Tuesday, October 2, 2007

Kevin Young: my Dad would have told me not to mumble


The poem Elegy, Father's Day by Kevin Young,is nothing less than a low-rise building under construction, bare girders and preliminary piping through which a stiff wind blows. That's the point, I suppose, a creaky construction of unmoored signifiers requiring brick, mortar, lumber, wiring , the placement of windows so it can finally resemble something useful. Kevin Young's terms on on that stiff wind, bringing to mind the Hollywood cliche , the stock scene when some one's career is in the tank: a newspaper with their name on it shown being blown down the street, crumbled up, into the gutter. Kevin Young's scaled fragments seem part of a set of memories that are no longer whole:
From above, baseball diamonds look
even more beautiful, the pitcher's mound

a bright cataract.
The river wavers

its own way—see
where once it snaked.

Shine me like a light.

Ladies & Gentlemen, we are flying
just above turbulence.

The roads like centipedes,
their flailing feet.

How many, thousands,
to fall.

Below, parcels & acres blur
like family plots.

100 knots.

Cities bright
in the blinding dawn.

In Superman Returns, the Big Blue Guy tells Lois Lane at one point that he can hear everything that's being said, and from there the movie turns into a computer generated montage of swirled and confusing images and bits of conversation, the inane mixed with the desperate.One is meant to believe, apparently, that part of what makes Superman super is his ability to make sense to find what is meaningful and worth paying attention to out of the roiling , bubbling babble and so save humanity. Although I lack Superman's heightened finesse in detecting the important matters in the sediment of streaming babble, there's nothing here to catch my ear, no voice, or voices that are uttering anything of interest. The fault isn't with these things and the associations they might have for Young, it is Young's fault for not making them interesting.

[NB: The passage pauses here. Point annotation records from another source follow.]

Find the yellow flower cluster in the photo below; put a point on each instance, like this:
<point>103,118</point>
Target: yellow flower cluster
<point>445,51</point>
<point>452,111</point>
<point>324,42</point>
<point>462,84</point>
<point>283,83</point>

This makes me think that nothing more was being done other than staring out the window for a long time waiting for something poetic to traipse by, to blow by, to drive by, that a sequence of minor events might become a narrative unity. It all does, no doubt, in Young's explanations for the poem and the guided tour he can offer us stanza by stymied stanza, but this poem, as it tries to breath and not fall apart in a the noisy terrain Young placed it in , is a species of Found Art. But where an hose fire hose nozzle , a bottle cap or a tarnished Gulf sign have visual design properties that in themselves are interesting enough and can draw associations from an audience's respective recollections of their own history, Young's phrases are not special enough, are not uniquely mysterious to make one curious to what thinking lies behind the slight writing.

All told, this piece is more gesture wherein he shows us who he's been reading but misses the point of their stylistics.